Jane Logan and her brother Richard Hylinski sat in a the crowded Stamford train station Sunday waiting for the 3:03 p.m. local on their way to a long-planned visit to the 2013 Westminster Kennel Club dog show.
Logan, a Woodstock resident, said they almost waited until Monday to travel to New York City, but decided to slug it out to get to Stamford to avoid a crush of commuters vying for parking and seats during stripped-down service on Monday.
"We were going to leave from New Haven, but without any service we came down here," Logan said. "I'm sure it will be a madhouse tomorrow."
After running a limited schedule Saturday and Sunday between Stamford and Grand Central Terminal, Metro-North announced Sunday evening it would run about half the normal trains between New Haven to Stamford during Monday's morning rush hour, with full regular service from Stamford west to Grand Central Terminal. Rail service on the New Canaan and Danbury branch lines was restored, while busing will be in effect for the Waterbury branch line.
A full schedule of changes was to be released by Metro-North Sunday night at mta.info.
Connecticut Transit also expected to run regular bus service in Stamford, general manager David Lee said, though some roads may remain impassable.
Workers continued to try to clear deep snow from rail yards in New Haven and Bridgeport Sunday, and uncover and clean track switches and other right-of-way equipment, according to the railroad.
The railroad was hit by 36 inches of snow in some areas, according to Gov. Dannel P. Malloy.
Malloy shut down service late Friday night at the height of the blizzard, resuming limited service Saturday afternoon from Stamford to Grand Central.
Salvatore Arena, a spokesman for Metro-North, said the staggered restoration of the service on the New Haven Line was due to right-of-way issues and difficulty assembling enough trains for regular service because of the snowbound rail cars at the New Haven Rail maintenance facility and yards in Bridgeport.
The blizzard's impact farther east on the line has kept a significant number of engineers and conductors in the New Haven area who operate the trains from getting to work, Arena said.
"Obviously, they are working to get the equipment out of the yards and make it available for tomorrow," Arena said early Sunday afternoon. "There is also the issue of crews, with many of our employees being impacted by the storm and in some cases not able to report to work."
Amtrak also restored partial service between New York and Boston Sunday afternoon.
Some riders in Stamford trying to reach Bridgeport and farther east said they hoped for restoration earlier Sunday.
Harvey Cain, from Bronx, N.Y., boarded a train to head back home after waiting four hours for a train or bus heading toward New Haven. A taxi going to New Haven would have cost him $137.

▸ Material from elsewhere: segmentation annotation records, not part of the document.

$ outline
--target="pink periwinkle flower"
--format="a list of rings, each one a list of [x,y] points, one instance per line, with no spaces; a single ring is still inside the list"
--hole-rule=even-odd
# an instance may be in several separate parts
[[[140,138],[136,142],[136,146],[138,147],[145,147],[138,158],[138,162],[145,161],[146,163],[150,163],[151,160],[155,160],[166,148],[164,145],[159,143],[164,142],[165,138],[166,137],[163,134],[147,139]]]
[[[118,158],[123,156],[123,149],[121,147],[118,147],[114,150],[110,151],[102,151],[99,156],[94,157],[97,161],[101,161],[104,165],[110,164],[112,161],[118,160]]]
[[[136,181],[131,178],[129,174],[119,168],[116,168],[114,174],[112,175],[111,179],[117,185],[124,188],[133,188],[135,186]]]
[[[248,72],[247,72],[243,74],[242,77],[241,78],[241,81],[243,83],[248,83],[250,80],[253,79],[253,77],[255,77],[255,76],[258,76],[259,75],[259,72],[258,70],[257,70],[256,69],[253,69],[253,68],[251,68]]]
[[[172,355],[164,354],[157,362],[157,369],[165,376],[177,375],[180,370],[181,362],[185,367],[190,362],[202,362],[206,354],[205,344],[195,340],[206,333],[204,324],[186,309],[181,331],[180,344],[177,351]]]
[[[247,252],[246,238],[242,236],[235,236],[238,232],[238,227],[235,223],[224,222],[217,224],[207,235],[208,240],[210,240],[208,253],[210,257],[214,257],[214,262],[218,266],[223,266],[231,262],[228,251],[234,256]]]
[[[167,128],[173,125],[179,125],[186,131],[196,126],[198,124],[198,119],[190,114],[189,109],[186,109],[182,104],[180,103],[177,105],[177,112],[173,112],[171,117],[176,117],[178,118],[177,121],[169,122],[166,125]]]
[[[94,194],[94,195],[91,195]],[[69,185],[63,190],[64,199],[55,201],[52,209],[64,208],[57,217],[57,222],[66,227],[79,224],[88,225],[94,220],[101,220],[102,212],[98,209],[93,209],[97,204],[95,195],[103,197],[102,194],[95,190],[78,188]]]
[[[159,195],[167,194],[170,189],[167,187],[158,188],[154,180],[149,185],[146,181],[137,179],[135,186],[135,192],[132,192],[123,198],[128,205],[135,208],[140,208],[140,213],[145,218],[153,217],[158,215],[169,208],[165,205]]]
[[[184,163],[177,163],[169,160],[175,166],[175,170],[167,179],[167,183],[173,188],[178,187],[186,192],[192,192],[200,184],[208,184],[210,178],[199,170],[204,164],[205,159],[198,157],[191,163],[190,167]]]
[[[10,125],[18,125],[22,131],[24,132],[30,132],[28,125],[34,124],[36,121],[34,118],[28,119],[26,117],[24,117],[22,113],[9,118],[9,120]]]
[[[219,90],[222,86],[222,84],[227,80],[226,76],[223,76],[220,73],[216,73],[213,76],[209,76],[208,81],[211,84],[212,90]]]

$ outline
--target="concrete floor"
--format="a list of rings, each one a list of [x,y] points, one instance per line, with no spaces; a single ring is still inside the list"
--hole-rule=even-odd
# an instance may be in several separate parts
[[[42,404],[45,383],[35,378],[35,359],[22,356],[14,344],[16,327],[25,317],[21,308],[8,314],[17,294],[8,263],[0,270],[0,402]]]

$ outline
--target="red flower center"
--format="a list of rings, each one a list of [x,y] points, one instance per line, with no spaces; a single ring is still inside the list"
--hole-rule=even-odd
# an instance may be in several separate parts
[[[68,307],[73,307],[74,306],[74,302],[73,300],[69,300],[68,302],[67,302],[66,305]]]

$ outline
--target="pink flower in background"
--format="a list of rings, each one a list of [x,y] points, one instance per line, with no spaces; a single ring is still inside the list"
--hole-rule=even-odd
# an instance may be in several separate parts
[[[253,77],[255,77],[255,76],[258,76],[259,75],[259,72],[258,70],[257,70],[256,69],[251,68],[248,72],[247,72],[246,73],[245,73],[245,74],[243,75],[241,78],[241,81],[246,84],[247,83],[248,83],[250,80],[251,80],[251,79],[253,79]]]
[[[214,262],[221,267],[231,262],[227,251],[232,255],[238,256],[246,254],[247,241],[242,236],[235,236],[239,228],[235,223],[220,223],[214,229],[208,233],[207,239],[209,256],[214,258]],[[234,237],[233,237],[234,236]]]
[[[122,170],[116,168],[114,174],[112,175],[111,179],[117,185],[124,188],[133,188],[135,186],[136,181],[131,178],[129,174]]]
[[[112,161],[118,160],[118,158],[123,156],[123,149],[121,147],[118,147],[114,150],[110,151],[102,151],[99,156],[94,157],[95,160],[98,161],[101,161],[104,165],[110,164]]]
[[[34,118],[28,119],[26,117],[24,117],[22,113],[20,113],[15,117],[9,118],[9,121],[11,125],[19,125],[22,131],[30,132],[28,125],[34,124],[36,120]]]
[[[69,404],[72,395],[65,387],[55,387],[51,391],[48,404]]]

"I didn't look at the news this morning, but I thought it would be coming back," Cain said. "I'm just going to have to give up and go home."
Rebecca Weis, of Killingworth, and her two children were picked up by her husband outside the Stamford station. The three left for New York from the Guilford station on the Shoreline East line Friday because a performance at Carnegie Hall by her son on Saturday afternoon was not canceled.
"Now I think they should have canceled it," Weis said. "My husband told me the drive today had been horrible, and he is from Albany, so he knows about driving in the snow."
Michael Morley, a New Canaan resident and financial executive who travels on the branch line, said Sunday if service was not restored he would need to drive to White Plains, N.Y., to catch a train for an employee training session at his company.
"I really need to be there," he said.
On Monday, Metro-North will continue to run a regular schedule on the Hudson and Harlem lines.
Stamford schools will have a 90-minute delayed opening Monday, and parents are advised that some buses may run late because of remaining snow and ice on roads.
Jim Cameron, chairman of the Connecticut Rail Commuter Council, said limited service from New Haven and Bridgeport was better than none at all, but riders in southern Connecticut should expect crowded conditions and full parking lots in Stamford and other nearby stations.
Cameron said some might avoid unexpected delays by traveling from the White Plains, N.Y., station on the Harlem line, which honors New Haven Line tickets, and has relatively plentiful parking.
"I think it will still create pressures on Stamford because people who are at their stations in Darien and Norwalk may get tired of waiting and decide to come there," Cameron said. "I don't think it will be carmageddon, but clearly people shouldn't expect everything to be as usual."